Airtight house with two stoves. One on an inner wall. Looking at putting external air intake pipe down through the floor insulation. But what path do we take it from there.
Builder says cant run it through the foundation and up on the outside as it will take rain and debris. Reckons to bring it up through the 200mm cavity then out through the outer relief wall. 
I am not fond of messing around with the insulation and making a weak point like this.
How have other's treated this issue?


----------



## hastalavista (22 Aug 2011)

is this a retro or current build where still time to decide
are the chimneys built


----------



## Troy McClure (22 Aug 2011)

It's a new build that has started. Foundations have started


----------



## RKQ (23 Aug 2011)

A copy of your pdf plan would be handy.
Its your Certifiers call. Personally I don't see why this wasn't resolved at design stage. Passive house is not a new concept.

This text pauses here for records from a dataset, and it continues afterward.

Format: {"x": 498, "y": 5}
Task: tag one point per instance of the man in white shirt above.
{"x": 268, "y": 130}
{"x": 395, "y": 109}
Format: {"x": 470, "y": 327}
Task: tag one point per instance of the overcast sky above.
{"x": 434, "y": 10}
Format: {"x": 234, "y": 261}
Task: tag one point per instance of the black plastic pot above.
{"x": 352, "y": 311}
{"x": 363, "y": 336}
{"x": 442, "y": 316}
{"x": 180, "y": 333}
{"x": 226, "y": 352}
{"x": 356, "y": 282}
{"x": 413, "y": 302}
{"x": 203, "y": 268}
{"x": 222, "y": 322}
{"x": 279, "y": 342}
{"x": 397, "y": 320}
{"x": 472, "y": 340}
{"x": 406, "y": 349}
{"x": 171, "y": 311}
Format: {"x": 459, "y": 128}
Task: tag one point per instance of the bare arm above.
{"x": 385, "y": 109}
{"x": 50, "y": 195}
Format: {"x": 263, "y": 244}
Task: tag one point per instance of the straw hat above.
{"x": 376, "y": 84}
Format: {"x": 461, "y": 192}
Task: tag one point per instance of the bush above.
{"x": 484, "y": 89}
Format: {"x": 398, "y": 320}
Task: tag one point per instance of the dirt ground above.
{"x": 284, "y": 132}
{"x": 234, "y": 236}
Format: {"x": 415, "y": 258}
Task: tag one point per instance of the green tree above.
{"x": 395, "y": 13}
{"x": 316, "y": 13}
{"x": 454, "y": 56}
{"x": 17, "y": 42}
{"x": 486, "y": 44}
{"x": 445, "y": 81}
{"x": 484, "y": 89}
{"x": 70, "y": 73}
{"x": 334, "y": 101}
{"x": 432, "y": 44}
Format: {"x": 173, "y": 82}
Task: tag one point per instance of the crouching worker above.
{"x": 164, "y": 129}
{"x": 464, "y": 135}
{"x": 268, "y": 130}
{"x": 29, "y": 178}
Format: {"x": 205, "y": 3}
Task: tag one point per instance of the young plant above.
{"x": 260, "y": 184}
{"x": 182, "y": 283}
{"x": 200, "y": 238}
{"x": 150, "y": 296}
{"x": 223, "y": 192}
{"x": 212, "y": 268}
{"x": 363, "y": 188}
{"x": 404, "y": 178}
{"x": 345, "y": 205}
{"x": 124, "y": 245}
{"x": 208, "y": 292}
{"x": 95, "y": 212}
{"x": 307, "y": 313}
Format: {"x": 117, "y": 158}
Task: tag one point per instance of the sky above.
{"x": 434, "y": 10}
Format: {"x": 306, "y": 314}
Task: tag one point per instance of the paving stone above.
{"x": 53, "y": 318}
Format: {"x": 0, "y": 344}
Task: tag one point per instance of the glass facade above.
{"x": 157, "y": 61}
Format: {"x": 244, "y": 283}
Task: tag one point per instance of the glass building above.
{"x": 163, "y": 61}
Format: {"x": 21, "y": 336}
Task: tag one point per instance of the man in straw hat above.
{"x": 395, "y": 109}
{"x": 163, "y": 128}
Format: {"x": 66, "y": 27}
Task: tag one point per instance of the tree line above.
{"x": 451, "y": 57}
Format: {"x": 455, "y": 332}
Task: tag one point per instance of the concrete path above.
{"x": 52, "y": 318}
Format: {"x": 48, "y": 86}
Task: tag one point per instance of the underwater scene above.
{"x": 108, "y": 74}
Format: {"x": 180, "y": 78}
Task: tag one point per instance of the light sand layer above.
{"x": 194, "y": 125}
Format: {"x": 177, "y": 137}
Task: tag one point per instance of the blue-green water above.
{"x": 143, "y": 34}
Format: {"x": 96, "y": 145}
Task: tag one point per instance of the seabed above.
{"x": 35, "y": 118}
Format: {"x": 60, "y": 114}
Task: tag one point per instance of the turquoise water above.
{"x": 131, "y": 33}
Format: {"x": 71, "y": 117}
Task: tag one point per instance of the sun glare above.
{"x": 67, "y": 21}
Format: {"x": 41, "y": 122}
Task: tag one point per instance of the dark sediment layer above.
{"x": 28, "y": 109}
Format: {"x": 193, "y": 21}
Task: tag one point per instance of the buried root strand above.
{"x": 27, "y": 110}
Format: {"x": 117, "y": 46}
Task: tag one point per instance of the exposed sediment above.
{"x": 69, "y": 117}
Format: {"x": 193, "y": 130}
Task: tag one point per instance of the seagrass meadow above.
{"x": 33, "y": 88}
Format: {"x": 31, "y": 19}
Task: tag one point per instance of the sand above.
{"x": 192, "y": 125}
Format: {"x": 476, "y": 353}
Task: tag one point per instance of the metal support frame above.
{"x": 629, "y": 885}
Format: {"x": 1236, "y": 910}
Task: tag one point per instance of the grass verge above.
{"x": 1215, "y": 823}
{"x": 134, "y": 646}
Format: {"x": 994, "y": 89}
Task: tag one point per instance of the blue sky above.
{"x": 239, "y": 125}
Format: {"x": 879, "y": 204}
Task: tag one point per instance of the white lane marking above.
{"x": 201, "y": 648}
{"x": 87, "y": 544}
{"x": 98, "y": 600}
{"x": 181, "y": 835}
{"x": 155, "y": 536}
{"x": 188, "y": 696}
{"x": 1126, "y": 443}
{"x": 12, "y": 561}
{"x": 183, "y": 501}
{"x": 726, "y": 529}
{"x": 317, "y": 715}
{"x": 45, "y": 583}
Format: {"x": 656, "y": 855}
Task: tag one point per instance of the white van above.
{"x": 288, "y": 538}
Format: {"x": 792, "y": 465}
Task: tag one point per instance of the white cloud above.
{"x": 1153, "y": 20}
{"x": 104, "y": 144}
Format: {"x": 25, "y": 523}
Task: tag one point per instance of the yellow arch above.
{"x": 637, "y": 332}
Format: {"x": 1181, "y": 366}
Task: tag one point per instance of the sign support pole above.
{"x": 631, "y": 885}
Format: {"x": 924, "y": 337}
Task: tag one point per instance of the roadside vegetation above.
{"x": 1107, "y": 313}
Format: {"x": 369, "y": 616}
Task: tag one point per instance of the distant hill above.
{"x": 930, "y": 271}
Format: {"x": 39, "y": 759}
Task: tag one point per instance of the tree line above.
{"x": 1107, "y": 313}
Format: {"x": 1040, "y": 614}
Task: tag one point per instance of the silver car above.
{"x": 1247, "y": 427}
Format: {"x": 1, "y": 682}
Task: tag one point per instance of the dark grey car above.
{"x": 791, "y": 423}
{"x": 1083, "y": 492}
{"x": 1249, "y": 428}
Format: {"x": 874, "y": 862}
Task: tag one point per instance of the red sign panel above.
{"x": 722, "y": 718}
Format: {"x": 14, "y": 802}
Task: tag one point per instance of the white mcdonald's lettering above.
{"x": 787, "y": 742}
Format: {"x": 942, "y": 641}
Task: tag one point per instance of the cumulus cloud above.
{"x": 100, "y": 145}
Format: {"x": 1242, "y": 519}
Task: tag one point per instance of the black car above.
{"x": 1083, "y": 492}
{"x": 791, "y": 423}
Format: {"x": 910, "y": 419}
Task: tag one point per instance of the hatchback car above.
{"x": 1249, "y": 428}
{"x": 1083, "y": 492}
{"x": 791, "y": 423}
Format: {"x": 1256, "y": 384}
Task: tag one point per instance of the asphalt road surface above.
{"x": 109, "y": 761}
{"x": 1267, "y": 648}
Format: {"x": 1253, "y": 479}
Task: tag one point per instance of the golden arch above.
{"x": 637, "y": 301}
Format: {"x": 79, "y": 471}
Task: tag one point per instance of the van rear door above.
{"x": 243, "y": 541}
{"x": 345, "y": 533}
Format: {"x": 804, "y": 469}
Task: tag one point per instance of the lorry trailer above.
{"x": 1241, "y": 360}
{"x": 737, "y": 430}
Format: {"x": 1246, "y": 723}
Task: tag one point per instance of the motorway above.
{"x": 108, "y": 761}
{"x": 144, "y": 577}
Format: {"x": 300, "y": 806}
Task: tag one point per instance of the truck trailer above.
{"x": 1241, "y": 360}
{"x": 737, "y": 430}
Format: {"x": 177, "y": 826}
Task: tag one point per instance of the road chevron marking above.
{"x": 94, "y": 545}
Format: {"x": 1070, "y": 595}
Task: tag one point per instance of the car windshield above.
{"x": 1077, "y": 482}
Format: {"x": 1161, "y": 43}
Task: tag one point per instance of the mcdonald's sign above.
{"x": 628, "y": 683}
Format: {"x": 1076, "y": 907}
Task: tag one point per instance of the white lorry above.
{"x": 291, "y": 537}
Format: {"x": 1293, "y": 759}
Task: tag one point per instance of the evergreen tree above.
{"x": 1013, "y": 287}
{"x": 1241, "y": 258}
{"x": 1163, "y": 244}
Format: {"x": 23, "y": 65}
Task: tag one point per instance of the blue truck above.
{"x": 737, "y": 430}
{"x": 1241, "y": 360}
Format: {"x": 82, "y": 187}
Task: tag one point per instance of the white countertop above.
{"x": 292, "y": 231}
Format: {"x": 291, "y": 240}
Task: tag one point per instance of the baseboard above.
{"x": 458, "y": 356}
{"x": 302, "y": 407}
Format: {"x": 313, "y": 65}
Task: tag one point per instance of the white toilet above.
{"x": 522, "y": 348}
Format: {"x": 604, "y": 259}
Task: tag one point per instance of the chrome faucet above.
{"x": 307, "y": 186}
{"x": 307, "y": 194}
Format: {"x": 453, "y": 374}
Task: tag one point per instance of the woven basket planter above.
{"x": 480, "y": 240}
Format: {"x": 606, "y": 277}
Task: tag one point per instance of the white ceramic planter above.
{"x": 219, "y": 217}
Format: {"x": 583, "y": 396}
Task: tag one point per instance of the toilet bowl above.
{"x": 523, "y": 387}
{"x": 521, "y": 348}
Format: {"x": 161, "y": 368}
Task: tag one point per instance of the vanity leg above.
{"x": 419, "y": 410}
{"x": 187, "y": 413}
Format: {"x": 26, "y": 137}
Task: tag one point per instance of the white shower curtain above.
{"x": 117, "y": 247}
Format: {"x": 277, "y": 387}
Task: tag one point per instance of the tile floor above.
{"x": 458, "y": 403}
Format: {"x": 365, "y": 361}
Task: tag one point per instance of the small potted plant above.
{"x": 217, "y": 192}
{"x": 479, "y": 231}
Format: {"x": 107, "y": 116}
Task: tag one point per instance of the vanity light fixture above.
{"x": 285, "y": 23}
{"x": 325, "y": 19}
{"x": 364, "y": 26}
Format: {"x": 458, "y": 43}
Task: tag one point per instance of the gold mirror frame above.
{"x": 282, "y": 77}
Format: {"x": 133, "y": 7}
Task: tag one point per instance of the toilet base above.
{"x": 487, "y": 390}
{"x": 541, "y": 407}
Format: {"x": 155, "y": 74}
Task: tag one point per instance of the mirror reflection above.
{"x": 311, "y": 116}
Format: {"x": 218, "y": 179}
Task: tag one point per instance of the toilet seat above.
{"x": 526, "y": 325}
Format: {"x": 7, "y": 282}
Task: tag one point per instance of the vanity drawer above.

I don't believe in cutting out insulation. Ideally this pipe should be in the hardcore below the insulation or designed into the conc of a raft foundation (designed by an Engineer).


----------



## hastalavista (23 Aug 2011)

have u looked at using the chimney that incorporates the air intake.

re Builder says cant run it through the foundation and up on the outside as it will take rain and debris

Crap
what does he do with radon pipes from the sump?

He is just being lazy

In an ideal world the pipe should go down into the foundations and then Tee so as it goes to both sides of the house, this allows for pressure equalization in times of high winds


----------



## boots (13 Sep 2011)

We had the same issue, eventually put the pipe out through the ceiling and then through the wall.  We had space in the ceiling to allow for MVHR ducts. 
Hope this helps
Boots


----------



## Troy McClure (18 Sep 2011)

I called the company's that make the stoves for advice. 

We ended up running it straight down through foundation, then up into the cavity which is 200mm and out through the outer relief. This seems to be the advice we got for one. For the other it was on an outside wall so we ran it straight through the wall.


----------